I'm really surprised by this, there is an official cab office right outside ezeiza, which gives it some legitimacy. How did you pick a cab? (i want to know which ones are actually unsafe)
Use Uber, call a radio taxi, use an app that is used by a local radio taxi or when you are actually at Ezeiza just go to one of the many stands that are right after the scanners before you go out into the main hall.

I am really careful at the points where you will find a lot of tourists like Ezeiza and the central bus station. We've got screwed by a "tapper" once, paid much more for the ride than was actually supposed because he rigged the meter. This happened just outside the bus station where they're waiting for victims from out of town that don't know the tariffs, distances etcetera.

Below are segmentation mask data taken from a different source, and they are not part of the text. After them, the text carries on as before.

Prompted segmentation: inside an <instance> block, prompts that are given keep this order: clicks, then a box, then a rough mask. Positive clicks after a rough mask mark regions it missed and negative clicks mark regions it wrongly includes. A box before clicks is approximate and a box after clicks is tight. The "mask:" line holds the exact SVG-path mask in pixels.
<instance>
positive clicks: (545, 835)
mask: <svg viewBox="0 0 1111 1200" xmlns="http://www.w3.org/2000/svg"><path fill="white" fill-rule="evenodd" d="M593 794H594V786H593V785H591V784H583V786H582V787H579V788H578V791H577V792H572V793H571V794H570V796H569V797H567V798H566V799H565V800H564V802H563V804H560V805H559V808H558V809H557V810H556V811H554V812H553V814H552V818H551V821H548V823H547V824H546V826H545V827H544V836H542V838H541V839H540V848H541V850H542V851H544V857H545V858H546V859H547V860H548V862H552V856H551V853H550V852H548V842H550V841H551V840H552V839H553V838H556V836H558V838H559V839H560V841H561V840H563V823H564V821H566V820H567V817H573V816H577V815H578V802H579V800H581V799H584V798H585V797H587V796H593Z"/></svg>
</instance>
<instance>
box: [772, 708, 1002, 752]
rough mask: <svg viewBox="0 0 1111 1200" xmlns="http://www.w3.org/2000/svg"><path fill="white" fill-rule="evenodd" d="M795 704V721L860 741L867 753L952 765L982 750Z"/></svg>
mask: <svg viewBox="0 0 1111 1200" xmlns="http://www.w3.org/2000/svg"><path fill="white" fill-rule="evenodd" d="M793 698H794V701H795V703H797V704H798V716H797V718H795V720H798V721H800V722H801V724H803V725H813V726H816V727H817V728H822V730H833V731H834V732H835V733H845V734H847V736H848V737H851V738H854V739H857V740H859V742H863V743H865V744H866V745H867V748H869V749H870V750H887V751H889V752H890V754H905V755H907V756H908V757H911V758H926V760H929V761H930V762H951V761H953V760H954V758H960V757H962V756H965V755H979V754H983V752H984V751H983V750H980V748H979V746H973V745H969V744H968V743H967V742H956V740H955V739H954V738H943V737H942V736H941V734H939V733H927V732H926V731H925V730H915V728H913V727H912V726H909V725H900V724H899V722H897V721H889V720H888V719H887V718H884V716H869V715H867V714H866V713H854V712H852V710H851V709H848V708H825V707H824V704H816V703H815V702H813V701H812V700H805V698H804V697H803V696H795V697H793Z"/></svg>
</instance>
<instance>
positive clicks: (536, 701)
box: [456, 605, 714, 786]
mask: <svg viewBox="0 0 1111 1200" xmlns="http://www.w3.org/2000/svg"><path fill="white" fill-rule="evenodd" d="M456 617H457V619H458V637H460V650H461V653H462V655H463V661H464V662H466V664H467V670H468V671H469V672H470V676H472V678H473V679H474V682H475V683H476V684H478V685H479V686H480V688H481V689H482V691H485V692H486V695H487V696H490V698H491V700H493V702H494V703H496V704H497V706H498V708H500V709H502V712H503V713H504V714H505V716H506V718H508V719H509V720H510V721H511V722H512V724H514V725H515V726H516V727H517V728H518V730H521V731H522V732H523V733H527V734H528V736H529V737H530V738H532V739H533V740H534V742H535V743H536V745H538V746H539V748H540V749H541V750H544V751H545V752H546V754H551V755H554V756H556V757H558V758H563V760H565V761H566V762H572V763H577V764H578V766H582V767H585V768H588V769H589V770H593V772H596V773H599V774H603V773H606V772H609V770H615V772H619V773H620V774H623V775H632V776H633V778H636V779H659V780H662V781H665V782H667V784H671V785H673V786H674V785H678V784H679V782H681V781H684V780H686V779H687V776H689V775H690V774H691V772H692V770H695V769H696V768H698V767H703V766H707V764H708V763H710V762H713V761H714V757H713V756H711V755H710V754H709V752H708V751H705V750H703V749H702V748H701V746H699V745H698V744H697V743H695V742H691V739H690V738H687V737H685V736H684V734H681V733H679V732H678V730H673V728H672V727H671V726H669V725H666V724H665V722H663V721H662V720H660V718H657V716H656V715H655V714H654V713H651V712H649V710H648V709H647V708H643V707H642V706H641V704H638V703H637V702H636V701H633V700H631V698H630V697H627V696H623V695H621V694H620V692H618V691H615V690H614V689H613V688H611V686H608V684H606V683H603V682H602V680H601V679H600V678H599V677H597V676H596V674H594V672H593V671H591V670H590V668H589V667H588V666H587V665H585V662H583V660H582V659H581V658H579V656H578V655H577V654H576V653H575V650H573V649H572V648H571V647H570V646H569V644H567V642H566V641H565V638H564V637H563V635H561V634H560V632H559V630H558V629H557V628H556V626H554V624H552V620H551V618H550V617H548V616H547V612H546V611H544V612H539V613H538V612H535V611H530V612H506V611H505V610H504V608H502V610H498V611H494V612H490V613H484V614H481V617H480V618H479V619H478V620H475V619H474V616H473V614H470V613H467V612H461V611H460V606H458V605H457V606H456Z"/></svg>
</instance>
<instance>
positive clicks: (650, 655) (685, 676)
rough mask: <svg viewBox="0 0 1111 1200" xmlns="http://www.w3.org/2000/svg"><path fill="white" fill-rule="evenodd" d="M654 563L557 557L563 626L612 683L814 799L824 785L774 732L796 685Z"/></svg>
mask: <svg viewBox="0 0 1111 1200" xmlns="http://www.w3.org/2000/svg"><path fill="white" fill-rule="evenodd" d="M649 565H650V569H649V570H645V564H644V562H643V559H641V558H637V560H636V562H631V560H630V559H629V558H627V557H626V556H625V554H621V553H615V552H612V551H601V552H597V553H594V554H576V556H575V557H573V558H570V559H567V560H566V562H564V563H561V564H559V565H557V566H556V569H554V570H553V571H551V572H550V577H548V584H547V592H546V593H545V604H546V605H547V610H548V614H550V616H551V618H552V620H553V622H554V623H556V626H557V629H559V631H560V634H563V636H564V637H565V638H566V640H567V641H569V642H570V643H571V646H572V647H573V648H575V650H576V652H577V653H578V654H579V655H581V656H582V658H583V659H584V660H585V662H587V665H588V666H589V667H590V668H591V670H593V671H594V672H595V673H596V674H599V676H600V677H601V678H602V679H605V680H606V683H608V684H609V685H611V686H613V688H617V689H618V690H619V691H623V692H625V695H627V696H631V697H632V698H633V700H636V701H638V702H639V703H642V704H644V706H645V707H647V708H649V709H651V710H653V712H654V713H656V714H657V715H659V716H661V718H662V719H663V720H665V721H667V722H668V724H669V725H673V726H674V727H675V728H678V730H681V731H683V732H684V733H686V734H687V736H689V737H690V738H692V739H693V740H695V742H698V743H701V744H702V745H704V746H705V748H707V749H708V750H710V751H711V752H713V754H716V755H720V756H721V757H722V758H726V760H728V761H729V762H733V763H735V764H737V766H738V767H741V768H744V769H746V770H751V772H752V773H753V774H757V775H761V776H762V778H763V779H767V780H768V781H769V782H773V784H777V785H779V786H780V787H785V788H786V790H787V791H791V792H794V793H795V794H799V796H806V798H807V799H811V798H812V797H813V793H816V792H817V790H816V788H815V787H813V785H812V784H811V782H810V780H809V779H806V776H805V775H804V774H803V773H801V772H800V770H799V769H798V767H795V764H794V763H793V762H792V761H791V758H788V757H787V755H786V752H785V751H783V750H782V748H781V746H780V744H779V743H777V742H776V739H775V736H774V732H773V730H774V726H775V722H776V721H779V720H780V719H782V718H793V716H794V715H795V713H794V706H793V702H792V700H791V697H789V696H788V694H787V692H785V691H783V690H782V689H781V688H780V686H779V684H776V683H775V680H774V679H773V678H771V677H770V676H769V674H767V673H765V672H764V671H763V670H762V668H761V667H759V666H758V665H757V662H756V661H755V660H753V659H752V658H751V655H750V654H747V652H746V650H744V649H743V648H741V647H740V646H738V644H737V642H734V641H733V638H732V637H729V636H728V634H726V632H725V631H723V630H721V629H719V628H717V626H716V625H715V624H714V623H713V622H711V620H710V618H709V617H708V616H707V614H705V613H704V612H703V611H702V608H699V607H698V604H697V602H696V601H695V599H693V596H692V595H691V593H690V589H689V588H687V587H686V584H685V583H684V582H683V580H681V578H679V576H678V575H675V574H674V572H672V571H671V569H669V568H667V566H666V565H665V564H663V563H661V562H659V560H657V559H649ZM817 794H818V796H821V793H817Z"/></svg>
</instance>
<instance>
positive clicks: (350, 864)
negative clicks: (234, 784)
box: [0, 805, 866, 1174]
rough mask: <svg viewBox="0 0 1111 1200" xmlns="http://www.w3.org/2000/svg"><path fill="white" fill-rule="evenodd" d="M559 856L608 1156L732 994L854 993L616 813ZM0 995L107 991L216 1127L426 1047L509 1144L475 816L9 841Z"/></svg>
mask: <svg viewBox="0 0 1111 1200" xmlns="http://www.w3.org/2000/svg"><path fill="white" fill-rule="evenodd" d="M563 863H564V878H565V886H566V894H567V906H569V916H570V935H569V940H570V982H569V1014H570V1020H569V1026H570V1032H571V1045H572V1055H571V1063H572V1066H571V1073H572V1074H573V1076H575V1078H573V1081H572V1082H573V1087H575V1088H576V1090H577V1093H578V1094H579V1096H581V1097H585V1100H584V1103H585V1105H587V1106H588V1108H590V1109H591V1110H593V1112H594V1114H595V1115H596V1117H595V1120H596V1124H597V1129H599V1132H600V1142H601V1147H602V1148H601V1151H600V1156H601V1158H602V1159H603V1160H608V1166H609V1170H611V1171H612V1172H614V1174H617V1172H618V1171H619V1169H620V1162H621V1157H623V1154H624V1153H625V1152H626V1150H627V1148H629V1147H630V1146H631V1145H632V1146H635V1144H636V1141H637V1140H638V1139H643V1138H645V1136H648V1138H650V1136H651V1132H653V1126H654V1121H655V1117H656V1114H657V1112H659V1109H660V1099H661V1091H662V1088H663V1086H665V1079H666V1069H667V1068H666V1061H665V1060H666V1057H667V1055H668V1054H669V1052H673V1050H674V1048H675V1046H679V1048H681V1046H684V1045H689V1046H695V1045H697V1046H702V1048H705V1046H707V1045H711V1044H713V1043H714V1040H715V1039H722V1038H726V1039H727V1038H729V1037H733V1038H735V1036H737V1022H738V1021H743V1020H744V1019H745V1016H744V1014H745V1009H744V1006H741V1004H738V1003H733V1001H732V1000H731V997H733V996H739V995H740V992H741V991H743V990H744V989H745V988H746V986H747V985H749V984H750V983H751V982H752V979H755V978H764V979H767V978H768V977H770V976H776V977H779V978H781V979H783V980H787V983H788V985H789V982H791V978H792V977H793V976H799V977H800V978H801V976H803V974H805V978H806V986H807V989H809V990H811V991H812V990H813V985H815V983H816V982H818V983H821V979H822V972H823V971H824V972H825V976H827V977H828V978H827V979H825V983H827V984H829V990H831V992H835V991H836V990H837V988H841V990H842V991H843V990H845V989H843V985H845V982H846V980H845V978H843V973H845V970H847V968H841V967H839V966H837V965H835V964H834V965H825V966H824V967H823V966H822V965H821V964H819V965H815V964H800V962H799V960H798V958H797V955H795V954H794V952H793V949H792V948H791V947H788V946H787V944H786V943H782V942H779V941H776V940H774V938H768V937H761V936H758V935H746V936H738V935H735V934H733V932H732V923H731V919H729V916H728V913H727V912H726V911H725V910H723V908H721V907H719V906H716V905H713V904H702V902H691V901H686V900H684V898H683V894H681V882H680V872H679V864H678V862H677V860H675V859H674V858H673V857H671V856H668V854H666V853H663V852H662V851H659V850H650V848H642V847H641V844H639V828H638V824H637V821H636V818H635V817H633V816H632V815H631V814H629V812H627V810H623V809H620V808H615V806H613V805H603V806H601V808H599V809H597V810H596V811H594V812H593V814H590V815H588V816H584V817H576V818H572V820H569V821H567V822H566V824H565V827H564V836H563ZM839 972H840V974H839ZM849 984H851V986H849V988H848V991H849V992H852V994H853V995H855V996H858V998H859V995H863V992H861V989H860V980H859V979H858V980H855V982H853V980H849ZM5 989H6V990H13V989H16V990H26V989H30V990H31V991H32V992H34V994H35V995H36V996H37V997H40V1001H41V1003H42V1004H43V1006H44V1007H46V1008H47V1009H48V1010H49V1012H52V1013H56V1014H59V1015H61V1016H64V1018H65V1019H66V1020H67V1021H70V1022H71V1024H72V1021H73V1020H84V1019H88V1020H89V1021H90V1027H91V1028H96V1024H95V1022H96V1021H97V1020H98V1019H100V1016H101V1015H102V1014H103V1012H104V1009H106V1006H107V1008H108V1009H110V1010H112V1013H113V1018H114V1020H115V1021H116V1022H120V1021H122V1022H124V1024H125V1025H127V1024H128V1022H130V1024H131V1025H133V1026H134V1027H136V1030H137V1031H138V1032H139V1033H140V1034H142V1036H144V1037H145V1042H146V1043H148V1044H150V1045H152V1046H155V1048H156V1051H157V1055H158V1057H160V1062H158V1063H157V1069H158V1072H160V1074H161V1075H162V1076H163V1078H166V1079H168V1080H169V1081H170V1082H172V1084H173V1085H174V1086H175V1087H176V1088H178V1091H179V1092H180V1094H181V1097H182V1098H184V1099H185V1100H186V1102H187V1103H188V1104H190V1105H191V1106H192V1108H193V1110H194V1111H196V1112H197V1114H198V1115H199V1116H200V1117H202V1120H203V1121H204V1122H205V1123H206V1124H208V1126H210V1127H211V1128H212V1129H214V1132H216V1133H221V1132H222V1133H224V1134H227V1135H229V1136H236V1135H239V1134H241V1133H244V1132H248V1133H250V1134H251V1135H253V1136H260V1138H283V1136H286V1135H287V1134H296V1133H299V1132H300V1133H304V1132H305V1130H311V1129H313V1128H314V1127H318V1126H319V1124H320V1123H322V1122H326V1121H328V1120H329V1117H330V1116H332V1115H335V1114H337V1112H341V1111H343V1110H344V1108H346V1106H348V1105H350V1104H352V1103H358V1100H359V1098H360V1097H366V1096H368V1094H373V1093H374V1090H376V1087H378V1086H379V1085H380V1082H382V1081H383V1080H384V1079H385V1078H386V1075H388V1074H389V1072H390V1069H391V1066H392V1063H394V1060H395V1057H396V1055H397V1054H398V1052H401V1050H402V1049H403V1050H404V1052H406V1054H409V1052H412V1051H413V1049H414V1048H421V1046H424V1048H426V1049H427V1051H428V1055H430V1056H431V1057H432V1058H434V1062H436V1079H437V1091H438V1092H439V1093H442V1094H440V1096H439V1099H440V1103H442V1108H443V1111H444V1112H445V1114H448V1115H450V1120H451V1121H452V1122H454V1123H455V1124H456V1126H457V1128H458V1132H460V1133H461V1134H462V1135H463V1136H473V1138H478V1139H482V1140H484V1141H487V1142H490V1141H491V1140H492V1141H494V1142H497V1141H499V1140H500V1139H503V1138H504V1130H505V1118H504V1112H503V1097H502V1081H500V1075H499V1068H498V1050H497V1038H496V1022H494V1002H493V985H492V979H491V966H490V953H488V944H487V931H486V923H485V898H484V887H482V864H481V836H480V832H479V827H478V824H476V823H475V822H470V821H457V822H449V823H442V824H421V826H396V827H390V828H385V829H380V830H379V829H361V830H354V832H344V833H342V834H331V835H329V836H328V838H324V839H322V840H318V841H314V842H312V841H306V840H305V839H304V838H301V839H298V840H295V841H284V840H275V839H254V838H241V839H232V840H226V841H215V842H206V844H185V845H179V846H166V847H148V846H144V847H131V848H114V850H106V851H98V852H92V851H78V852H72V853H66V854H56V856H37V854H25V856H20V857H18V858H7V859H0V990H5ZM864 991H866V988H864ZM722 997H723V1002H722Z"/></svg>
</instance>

Hailing on the street never went wrong.

I'm argentinian, I've never had issues coming from the airport, thats why i'm asking. Uber works from the airport? thats pretty sweet..
I actually never used Uber! I assumed they were working in the greater Buenos Aires area not just the center. I'd personally take a remise over Uber any day.
It looked like a city cab, yellow and black and was front in the line of all city cabs waiting in Ezeiza. Looking back at it it was a Peugeot that was too old to be running every day. It had the back seat door handles and window levers removed, something you only see when you are already in the car. In the end i was happy that he let me go. It cost me 200 USD ... it could have been worse.